Nico Williams is enjoying life after a strong start to the season with Athletic Club and a first Spain call up. On Saturday against Switzerland, he will have the chance to make his debut.
Unfortunately, one of the hot topics in Spain is the racism that was suffered by Vinicius Junior on Sunday night at the Civitas Metropolitano.
In an interview with Marca, the issue was raised with him after he commented that there were a lot of good people in Spain. Williams was asked whether that applied to all of Spain following Sunday’s events.
“Yes, I think here there are a lot of good people. Racists are very small groups that we have to eradicate. In general people are very good and help those who arrive from abroad a lot. We are very grateful because they have offered us that help.”
He was also asked whether he personally had suffered from racists abuse, taking into account his elder brother Inaki has.
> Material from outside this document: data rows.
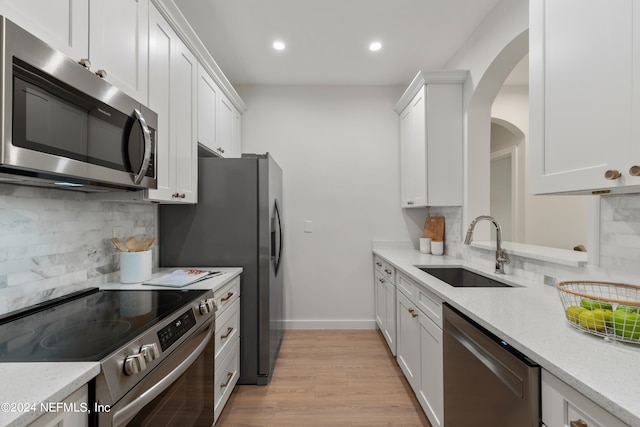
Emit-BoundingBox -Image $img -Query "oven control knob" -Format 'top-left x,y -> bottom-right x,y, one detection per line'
200,298 -> 216,314
140,343 -> 160,362
124,353 -> 147,375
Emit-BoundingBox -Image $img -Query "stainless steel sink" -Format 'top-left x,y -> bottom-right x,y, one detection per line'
418,267 -> 512,288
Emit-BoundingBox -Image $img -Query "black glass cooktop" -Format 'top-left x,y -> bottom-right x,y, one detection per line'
0,288 -> 206,362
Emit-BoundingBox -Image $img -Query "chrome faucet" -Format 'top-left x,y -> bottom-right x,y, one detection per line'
464,215 -> 510,274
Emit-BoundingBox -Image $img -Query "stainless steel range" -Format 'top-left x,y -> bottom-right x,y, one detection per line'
0,289 -> 215,427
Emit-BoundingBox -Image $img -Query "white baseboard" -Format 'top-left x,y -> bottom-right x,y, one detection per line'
284,320 -> 376,329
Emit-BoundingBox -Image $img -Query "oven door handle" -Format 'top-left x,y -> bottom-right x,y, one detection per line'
113,321 -> 214,427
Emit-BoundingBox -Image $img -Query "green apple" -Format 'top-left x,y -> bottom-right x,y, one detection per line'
616,304 -> 640,313
580,298 -> 613,310
612,309 -> 640,340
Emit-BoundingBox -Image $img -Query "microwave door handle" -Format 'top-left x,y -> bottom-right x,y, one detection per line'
133,108 -> 151,185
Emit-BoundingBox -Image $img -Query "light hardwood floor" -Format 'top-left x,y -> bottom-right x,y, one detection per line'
216,330 -> 430,427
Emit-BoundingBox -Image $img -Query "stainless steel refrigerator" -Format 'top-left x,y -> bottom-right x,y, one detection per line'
159,154 -> 284,385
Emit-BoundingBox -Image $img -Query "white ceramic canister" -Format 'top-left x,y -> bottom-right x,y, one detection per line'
420,237 -> 431,254
431,241 -> 444,255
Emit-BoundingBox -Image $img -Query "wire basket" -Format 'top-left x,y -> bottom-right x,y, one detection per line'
556,281 -> 640,344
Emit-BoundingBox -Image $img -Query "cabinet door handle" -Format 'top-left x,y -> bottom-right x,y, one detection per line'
604,169 -> 622,180
78,58 -> 91,69
220,372 -> 233,388
220,326 -> 233,340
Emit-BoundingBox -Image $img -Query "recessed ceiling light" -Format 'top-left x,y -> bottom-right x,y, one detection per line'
369,42 -> 382,52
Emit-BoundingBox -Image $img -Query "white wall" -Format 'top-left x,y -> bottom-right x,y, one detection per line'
445,0 -> 529,240
237,86 -> 427,328
491,86 -> 588,250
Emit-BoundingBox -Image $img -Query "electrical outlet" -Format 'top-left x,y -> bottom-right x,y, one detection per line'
544,274 -> 556,286
111,226 -> 124,238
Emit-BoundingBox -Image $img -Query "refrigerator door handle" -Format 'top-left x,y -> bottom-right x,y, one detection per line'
271,200 -> 282,275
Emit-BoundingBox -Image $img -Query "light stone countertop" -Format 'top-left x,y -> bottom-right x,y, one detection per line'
0,267 -> 242,427
373,245 -> 640,426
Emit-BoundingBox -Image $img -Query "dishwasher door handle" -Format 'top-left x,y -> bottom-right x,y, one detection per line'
445,322 -> 524,399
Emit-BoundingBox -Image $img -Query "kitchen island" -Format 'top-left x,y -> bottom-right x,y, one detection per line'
373,244 -> 640,426
0,268 -> 242,427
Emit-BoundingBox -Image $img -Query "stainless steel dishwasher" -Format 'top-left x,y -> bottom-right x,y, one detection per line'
443,304 -> 541,427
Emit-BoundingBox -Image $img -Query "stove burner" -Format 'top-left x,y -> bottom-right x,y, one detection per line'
0,328 -> 35,356
40,320 -> 131,359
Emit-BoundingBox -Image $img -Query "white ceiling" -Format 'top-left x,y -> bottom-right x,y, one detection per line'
174,0 -> 508,86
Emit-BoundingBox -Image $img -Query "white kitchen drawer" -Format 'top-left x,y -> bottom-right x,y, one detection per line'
540,369 -> 628,427
415,286 -> 442,328
373,256 -> 396,283
396,273 -> 418,302
213,339 -> 240,422
213,277 -> 240,319
214,299 -> 240,369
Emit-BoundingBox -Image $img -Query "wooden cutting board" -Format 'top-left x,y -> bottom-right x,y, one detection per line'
423,216 -> 444,242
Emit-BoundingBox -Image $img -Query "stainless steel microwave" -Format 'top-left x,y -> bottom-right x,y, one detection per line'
0,17 -> 158,192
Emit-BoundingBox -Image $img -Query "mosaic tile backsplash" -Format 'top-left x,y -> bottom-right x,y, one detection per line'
0,184 -> 158,313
“Luckily no. But I have seen my brother a bit frustrated in that respect. I think they are part of football and I hope that people think and reflect on what they do and that this ends.”
The interviewers, Jose Felix Diaz and Miguel Angel Lara, offered education as a solution.
“Yes, that starts from very young. No-one is born a racist. Education at home, education at school and I think that little-by-little racism will disappear.”
While it is natural that he should be asked about it as one of the few black players in the Spanish national team. There are benefits to having the discussion and platform for those most affected. Equally, it is hard to ask for answers to racism in a country from a 20-year-old joining the senior Spain squad for the first time.